Henriette sah den blonden Modemann erstaunt an.

„Sie erinnern sich wohl meiner nicht mehr?“ fragte er mit einem impertinenten Lächeln.

„Ich wüßte nicht, daß ich Sie schon früher gesehen hätte.“

„Sie waren vorgestern Abends acht Uhr in einem Hause der Polstraße. An meiner Hand erstiegen Sie die Treppen zum vierten Stocke. Als Sie eine Stunde später zurückkehrten, fanden Sie mich an der Thür, und ich hatte das Vergnügen, einen Fiaker für Sie herbeizurufen.
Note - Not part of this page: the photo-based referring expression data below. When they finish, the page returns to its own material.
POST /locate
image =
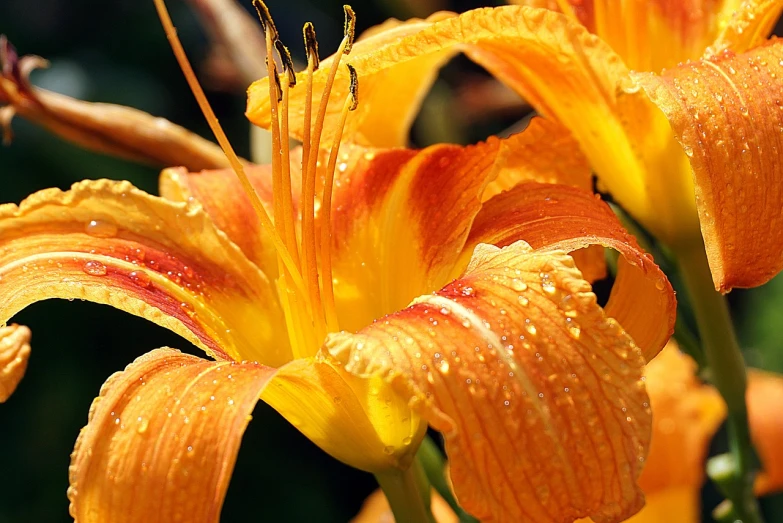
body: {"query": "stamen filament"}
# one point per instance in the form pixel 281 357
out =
pixel 330 307
pixel 228 150
pixel 309 261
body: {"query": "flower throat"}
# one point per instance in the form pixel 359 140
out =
pixel 304 286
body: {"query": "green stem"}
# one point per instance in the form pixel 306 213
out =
pixel 726 369
pixel 408 493
pixel 434 466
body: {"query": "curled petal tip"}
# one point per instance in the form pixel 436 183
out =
pixel 14 353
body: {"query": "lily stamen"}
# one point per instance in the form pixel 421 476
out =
pixel 309 261
pixel 351 102
pixel 228 150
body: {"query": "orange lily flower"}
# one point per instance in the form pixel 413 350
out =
pixel 431 298
pixel 576 68
pixel 687 414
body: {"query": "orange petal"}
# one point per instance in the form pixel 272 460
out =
pixel 162 439
pixel 764 398
pixel 544 152
pixel 635 28
pixel 224 199
pixel 727 114
pixel 376 510
pixel 517 355
pixel 107 128
pixel 674 505
pixel 400 217
pixel 747 27
pixel 376 121
pixel 686 414
pixel 14 353
pixel 568 75
pixel 111 243
pixel 549 216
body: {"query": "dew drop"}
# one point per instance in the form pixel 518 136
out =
pixel 140 278
pixel 100 229
pixel 94 268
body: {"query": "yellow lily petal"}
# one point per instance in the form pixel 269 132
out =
pixel 375 121
pixel 106 128
pixel 727 114
pixel 550 216
pixel 569 76
pixel 376 510
pixel 651 35
pixel 14 353
pixel 162 439
pixel 514 356
pixel 111 243
pixel 360 422
pixel 544 152
pixel 223 198
pixel 748 26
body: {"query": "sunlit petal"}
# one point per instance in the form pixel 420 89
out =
pixel 514 356
pixel 728 114
pixel 748 26
pixel 224 199
pixel 686 414
pixel 14 353
pixel 549 216
pixel 358 421
pixel 111 243
pixel 162 439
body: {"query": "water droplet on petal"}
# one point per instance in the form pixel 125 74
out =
pixel 94 268
pixel 100 229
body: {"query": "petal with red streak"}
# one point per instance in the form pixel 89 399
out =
pixel 162 439
pixel 375 121
pixel 14 353
pixel 111 243
pixel 514 356
pixel 400 219
pixel 550 216
pixel 224 199
pixel 727 112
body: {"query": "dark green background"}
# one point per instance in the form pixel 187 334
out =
pixel 115 51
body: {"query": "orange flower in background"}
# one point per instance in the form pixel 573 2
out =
pixel 723 108
pixel 396 288
pixel 687 413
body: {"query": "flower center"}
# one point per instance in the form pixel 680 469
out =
pixel 305 283
pixel 310 307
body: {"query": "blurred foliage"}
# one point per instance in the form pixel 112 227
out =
pixel 116 52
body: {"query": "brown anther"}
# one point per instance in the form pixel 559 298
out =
pixel 354 87
pixel 288 63
pixel 267 24
pixel 349 30
pixel 311 45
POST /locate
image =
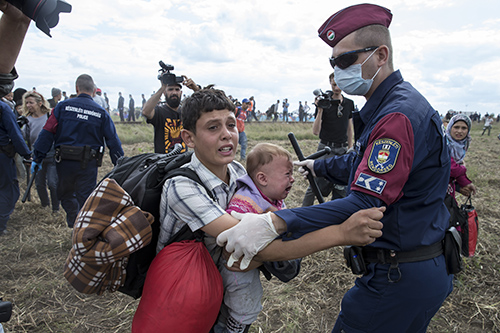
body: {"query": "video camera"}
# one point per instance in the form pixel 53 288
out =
pixel 44 12
pixel 324 98
pixel 166 77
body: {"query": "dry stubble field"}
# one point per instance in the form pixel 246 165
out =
pixel 33 254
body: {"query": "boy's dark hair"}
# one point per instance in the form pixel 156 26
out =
pixel 205 100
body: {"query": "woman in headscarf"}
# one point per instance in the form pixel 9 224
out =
pixel 458 138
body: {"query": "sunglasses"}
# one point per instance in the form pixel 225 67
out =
pixel 348 58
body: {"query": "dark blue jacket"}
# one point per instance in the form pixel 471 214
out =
pixel 78 122
pixel 401 161
pixel 10 131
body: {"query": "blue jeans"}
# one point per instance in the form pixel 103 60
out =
pixel 47 176
pixel 75 185
pixel 242 141
pixel 9 189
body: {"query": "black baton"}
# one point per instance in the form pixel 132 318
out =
pixel 310 177
pixel 32 179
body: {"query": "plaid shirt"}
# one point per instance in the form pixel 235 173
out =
pixel 185 201
pixel 109 227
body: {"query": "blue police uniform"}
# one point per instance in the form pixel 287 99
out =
pixel 402 162
pixel 10 134
pixel 77 122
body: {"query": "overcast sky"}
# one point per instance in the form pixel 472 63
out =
pixel 449 50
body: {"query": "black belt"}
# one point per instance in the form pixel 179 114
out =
pixel 333 144
pixel 385 256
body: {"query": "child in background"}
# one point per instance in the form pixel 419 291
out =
pixel 263 189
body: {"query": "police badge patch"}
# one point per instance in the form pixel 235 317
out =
pixel 383 155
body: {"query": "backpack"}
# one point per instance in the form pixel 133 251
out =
pixel 142 177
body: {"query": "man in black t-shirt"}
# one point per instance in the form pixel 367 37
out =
pixel 335 129
pixel 166 117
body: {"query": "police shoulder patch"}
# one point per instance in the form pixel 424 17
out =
pixel 371 183
pixel 383 155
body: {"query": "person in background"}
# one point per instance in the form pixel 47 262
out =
pixel 78 128
pixel 252 109
pixel 306 111
pixel 241 114
pixel 9 100
pixel 301 112
pixel 13 28
pixel 488 120
pixel 100 100
pixel 37 111
pixel 131 108
pixel 335 129
pixel 56 97
pixel 285 110
pixel 458 138
pixel 121 103
pixel 166 117
pixel 106 99
pixel 401 161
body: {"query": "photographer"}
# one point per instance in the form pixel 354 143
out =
pixel 13 27
pixel 166 117
pixel 333 123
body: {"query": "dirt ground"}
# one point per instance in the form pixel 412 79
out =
pixel 33 254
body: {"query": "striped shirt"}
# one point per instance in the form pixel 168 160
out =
pixel 185 201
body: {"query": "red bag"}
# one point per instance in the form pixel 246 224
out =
pixel 470 229
pixel 182 293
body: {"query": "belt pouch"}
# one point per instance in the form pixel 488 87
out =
pixel 354 259
pixel 71 153
pixel 452 249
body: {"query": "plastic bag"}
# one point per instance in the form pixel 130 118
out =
pixel 182 293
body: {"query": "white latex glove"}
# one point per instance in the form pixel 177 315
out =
pixel 253 233
pixel 309 164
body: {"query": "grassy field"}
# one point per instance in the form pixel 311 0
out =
pixel 33 254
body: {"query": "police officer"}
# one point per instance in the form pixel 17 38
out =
pixel 401 161
pixel 78 127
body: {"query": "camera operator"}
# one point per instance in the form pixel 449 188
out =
pixel 166 116
pixel 335 128
pixel 13 27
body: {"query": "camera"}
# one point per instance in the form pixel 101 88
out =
pixel 166 77
pixel 44 12
pixel 324 98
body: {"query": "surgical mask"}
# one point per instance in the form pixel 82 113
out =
pixel 350 80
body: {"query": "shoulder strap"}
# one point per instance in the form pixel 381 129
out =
pixel 185 232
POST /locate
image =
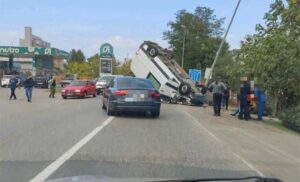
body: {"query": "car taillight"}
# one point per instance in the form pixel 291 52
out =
pixel 120 92
pixel 155 94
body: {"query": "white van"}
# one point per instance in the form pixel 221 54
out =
pixel 156 64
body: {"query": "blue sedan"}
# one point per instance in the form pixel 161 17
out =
pixel 131 94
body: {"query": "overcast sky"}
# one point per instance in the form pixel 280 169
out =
pixel 125 24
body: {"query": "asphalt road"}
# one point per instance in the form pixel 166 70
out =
pixel 55 138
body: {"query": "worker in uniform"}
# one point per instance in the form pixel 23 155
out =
pixel 245 92
pixel 261 102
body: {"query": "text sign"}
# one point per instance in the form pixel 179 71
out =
pixel 105 66
pixel 106 51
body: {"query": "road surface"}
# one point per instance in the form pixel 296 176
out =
pixel 55 138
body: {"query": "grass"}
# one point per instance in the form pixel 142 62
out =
pixel 279 125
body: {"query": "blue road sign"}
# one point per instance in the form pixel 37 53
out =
pixel 195 74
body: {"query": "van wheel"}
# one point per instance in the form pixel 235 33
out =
pixel 152 51
pixel 184 89
pixel 155 114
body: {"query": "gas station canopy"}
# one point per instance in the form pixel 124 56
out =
pixel 32 51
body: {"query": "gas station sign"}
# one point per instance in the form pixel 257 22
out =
pixel 106 57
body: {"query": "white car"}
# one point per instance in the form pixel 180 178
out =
pixel 5 80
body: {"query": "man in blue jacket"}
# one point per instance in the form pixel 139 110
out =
pixel 13 85
pixel 28 85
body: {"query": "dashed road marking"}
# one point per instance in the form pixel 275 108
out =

War Ihr schönes Gesicht auch in einen schwarzen Regenhut gehüllt, so habe ich mir die Züge desselben doch so tief eingeprägt, daß ich sie selbst unter dem Diademe einer Königin wiedererkennen würde.“

Entrüstet erhob sich Henriette; mit stolzen, verachtenden Blicken sah sie den jungen Mann an.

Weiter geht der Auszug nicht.